(CN) — A federal judge allowed some claims that the largest non-profit healthcare defrauded Medicare by encouraging physicians to exaggerate patient conditions in order to goose reimbursements, but the majority of the claims were denied.
U.S. District Court Judge Edward Chen said that plaintiffs plausibly alleged that Kaiser Permanente knew through the audit process that doctors were improperly diagnosing certain conditions but let the errors persist for financial gain.
“Kaiser knew there were high error rates in risk adjustment claims in certain areas but failed to take action to find the false claims retroactively – and thus improperly retained the government’s overpayment for those false claims,” Chen wrote in the decision.
Some of the claims were dismissed because they were germane only to California and did not require the jurisdiction of the federal courts.
“Defendants contend that just because the Osinek Complaint gave California examples does not mean that the pleading is limited in scope to California,” Chen wrote. “But there must be some indication in the pleading that the problem extends outside of California.”
The Medicare Advantage program, otherwise known as Medicare Part C, allows beneficiaries to enroll in its managed care insurance plans. Participating health plans are paid a per-person fee based on services provided and on the health status of its individual enrollees.
Enrollees receive a “risk assessment score” by the Centers for Medicare and Medicaid Services (CMS), essentially grading them based on demographic data and their own health diagnoses. The higher a person’s risk score, the more a given health plan gets paid to insure them.
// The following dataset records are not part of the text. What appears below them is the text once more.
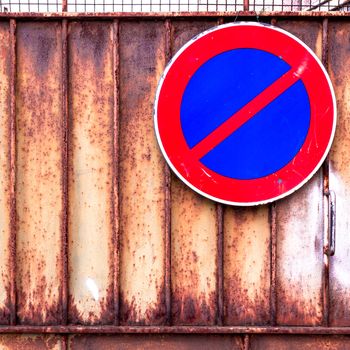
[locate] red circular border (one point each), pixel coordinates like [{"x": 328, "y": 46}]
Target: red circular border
[{"x": 173, "y": 84}]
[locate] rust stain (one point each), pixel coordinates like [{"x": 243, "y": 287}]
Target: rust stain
[
  {"x": 90, "y": 190},
  {"x": 194, "y": 257},
  {"x": 287, "y": 342},
  {"x": 150, "y": 342},
  {"x": 31, "y": 342},
  {"x": 142, "y": 178},
  {"x": 5, "y": 169},
  {"x": 247, "y": 266},
  {"x": 339, "y": 170},
  {"x": 39, "y": 173},
  {"x": 299, "y": 225},
  {"x": 194, "y": 233}
]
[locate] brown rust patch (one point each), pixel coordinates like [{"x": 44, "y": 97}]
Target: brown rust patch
[
  {"x": 142, "y": 178},
  {"x": 132, "y": 314},
  {"x": 39, "y": 172},
  {"x": 194, "y": 233},
  {"x": 299, "y": 225},
  {"x": 150, "y": 342},
  {"x": 288, "y": 342},
  {"x": 339, "y": 173},
  {"x": 5, "y": 169},
  {"x": 106, "y": 315},
  {"x": 91, "y": 169},
  {"x": 247, "y": 266},
  {"x": 189, "y": 310},
  {"x": 31, "y": 342}
]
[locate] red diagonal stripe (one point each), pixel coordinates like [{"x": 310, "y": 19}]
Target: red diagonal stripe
[{"x": 245, "y": 113}]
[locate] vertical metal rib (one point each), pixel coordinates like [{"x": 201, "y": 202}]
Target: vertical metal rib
[
  {"x": 246, "y": 5},
  {"x": 273, "y": 297},
  {"x": 64, "y": 238},
  {"x": 64, "y": 6},
  {"x": 116, "y": 241},
  {"x": 246, "y": 342},
  {"x": 168, "y": 55},
  {"x": 325, "y": 172},
  {"x": 220, "y": 255},
  {"x": 13, "y": 173}
]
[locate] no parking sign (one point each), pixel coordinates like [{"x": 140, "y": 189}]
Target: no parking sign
[{"x": 245, "y": 113}]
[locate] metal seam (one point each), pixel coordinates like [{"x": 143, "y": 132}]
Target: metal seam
[
  {"x": 325, "y": 176},
  {"x": 220, "y": 255},
  {"x": 13, "y": 299},
  {"x": 273, "y": 262},
  {"x": 110, "y": 329},
  {"x": 64, "y": 229},
  {"x": 168, "y": 55},
  {"x": 115, "y": 204}
]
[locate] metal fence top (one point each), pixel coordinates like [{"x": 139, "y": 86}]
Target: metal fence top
[{"x": 166, "y": 6}]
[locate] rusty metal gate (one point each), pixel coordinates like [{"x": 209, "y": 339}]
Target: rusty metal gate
[{"x": 102, "y": 247}]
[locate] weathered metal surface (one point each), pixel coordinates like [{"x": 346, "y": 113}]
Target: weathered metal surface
[
  {"x": 142, "y": 179},
  {"x": 31, "y": 342},
  {"x": 150, "y": 342},
  {"x": 247, "y": 265},
  {"x": 285, "y": 342},
  {"x": 339, "y": 173},
  {"x": 194, "y": 233},
  {"x": 39, "y": 173},
  {"x": 112, "y": 329},
  {"x": 299, "y": 227},
  {"x": 95, "y": 141},
  {"x": 184, "y": 14},
  {"x": 90, "y": 220},
  {"x": 5, "y": 170}
]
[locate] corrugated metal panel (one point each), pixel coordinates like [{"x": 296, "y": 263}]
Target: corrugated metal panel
[
  {"x": 94, "y": 197},
  {"x": 39, "y": 172},
  {"x": 299, "y": 226},
  {"x": 142, "y": 177},
  {"x": 91, "y": 168},
  {"x": 247, "y": 266},
  {"x": 150, "y": 342},
  {"x": 286, "y": 342},
  {"x": 5, "y": 173},
  {"x": 31, "y": 342},
  {"x": 339, "y": 177},
  {"x": 194, "y": 233}
]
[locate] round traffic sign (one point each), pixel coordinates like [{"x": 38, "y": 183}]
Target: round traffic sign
[{"x": 245, "y": 113}]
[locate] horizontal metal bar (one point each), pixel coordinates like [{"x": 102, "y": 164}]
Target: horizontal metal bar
[
  {"x": 171, "y": 330},
  {"x": 150, "y": 15}
]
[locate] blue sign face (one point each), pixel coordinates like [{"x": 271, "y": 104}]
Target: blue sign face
[{"x": 267, "y": 141}]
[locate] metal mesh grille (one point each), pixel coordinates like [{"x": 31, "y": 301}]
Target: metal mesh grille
[{"x": 172, "y": 5}]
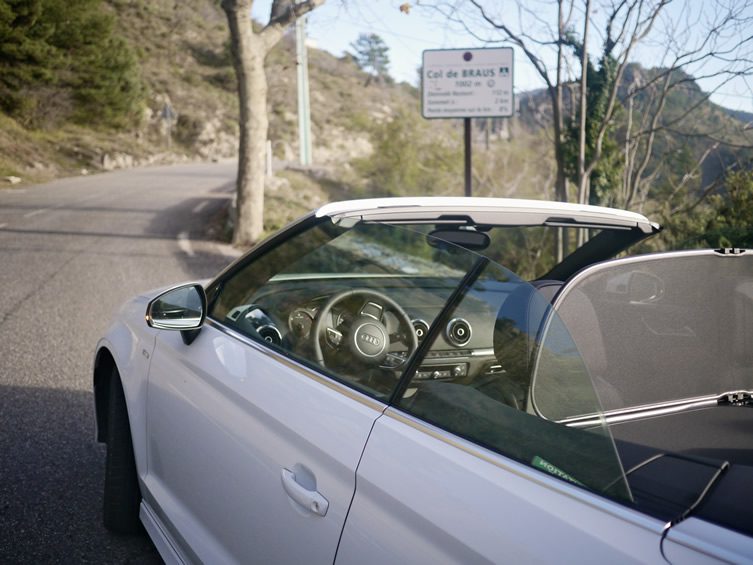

It’s that risk score that Kaiser is accused of ginning up to increase its Medicare payouts.
“The integrity of government health care programs must be protected,” Acting U.S. Attorney Stephanie Hinds of the Northern District of California said in a statement on the government’s motion to intervene. “The Medicare Advantage program maintains the health of millions, and wrongful acts that defraud the program cannot continue and will be pursued.”
According to Medicare rules, participating plans must submit diagnoses for outpatient care to CMS only for conditions requiring or affecting patient care or treatment during in-person encounters that occurred during the service year. The lawsuits accuse Kaiser of pressuring its physicians to add information to patient records long after their visit or treatment took place, sometimes over a year later, to inflate patients’ risk scores through new diagnoses that were never presented to the patients or addressed during their visit in violation of Medicare rules.
“Medicare’s managed care program relies on the accuracy of information submitted by health care providers and plans to ensure that patients receive the appropriate level of care, and that plans receive the appropriate compensation,” said Deputy Assistant Attorney General Sarah E. Harrington of the Justice Department’s Civil Division in the statement. “Today’s action sends a clear message that we will hold health care providers and plans accountable if they seek to game the system by submitting false information.”
The six original lawsuits the feds want consolidated were filed under the whistleblower provisions of the False Claims Act, which allows private individuals to sue an entity on behalf of the federal government for fraudulent activity and to collect a share of any money recovered. The government is also permitted under the act to intervene, as it has, at least partially, in this instance by consolidating the original cases in the Northern District of California.
The health care giant added its policies and practices “represent well-reasoned and good-faith interpretations of sometimes vague and incomplete guidance from CMS. For nearly a decade, Kaiser Permanente has achieved consistently strong performance on risk adjustment data validation audits conducted by CMS. With such a strong track record with CMS, we are disappointed the Department of Justice would pursue this path.”